The Benevolent Planters

As I mentioned in cbenevolent-planterslass, Thomas Bellamy’s play The Benevolent Planters (1789) is an example of anti-abolition discourse, and we might consider it a form of propaganda. Indeed, the play was written in response to William Cowper’s anti-slavery poem, The Negro’s Complaint (1788), and was used by the West India Lobby to forward their agenda.

The play tells the story of lovers, Oran and Selima, who are separated in their homeland, Africa, and end up living on neighboring plantations in Jamaica. It is the play’s planters, Goodwin and Heartfree, that reunite the lovers. The play suggests that the planters are kind and paternal masters, and that the god-fearing, productive lives the slaves lead in the colonies are superior to the idle lives they lived in Africa.
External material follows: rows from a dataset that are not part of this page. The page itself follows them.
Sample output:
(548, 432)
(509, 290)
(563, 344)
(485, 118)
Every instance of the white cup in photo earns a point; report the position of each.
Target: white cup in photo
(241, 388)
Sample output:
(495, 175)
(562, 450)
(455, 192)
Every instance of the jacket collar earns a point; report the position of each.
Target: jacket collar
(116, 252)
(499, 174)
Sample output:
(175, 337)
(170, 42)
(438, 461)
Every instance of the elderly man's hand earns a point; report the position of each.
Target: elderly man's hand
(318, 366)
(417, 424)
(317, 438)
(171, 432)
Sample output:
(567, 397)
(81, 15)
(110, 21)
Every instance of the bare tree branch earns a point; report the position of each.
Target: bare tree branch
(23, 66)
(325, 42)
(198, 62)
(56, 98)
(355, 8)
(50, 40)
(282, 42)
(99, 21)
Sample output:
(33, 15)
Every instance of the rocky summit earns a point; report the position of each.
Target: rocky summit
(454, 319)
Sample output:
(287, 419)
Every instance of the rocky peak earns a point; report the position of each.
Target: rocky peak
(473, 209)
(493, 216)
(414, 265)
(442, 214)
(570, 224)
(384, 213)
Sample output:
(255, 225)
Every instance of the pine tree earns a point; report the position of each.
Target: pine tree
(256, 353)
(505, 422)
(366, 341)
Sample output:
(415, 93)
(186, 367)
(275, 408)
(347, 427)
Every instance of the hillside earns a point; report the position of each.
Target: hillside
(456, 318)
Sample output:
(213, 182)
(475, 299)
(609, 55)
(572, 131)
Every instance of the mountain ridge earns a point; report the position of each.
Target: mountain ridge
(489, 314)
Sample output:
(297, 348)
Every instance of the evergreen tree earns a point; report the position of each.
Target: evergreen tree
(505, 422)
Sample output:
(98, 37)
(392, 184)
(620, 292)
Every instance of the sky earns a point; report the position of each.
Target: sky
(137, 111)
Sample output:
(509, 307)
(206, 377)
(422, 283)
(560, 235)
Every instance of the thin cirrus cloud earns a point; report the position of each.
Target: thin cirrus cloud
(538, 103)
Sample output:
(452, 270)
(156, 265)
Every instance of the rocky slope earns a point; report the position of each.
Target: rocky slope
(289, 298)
In the final scene of the play, Oran, having been reunited with his beloved Selima by his generous owner, Goodwin, fervently concludes: “Lost in admiration, gratitude, and love, Oran has no words, but can only in silence own the hand of Heaven; while to his beating heart he clasps his restored treasure. And O my masters! […] let my restored partner and myself bend to such exalted worth; while for ourselves, and for our surrounding brethren, we declare, that you have proved yourselves The Benevolent Planters, and that under subjection like yours, SLAVERY IS BUT A NAME.”

Knowing what you know about anti-slavery and pro-slavery discourse, including Bellamy’s play, do you consider Dion Boucicault’s The Octoroon (1859) an anti-slavery or a pro-slavery play? Why? Please be sure to cite specific details from Boucicault’s play in your response.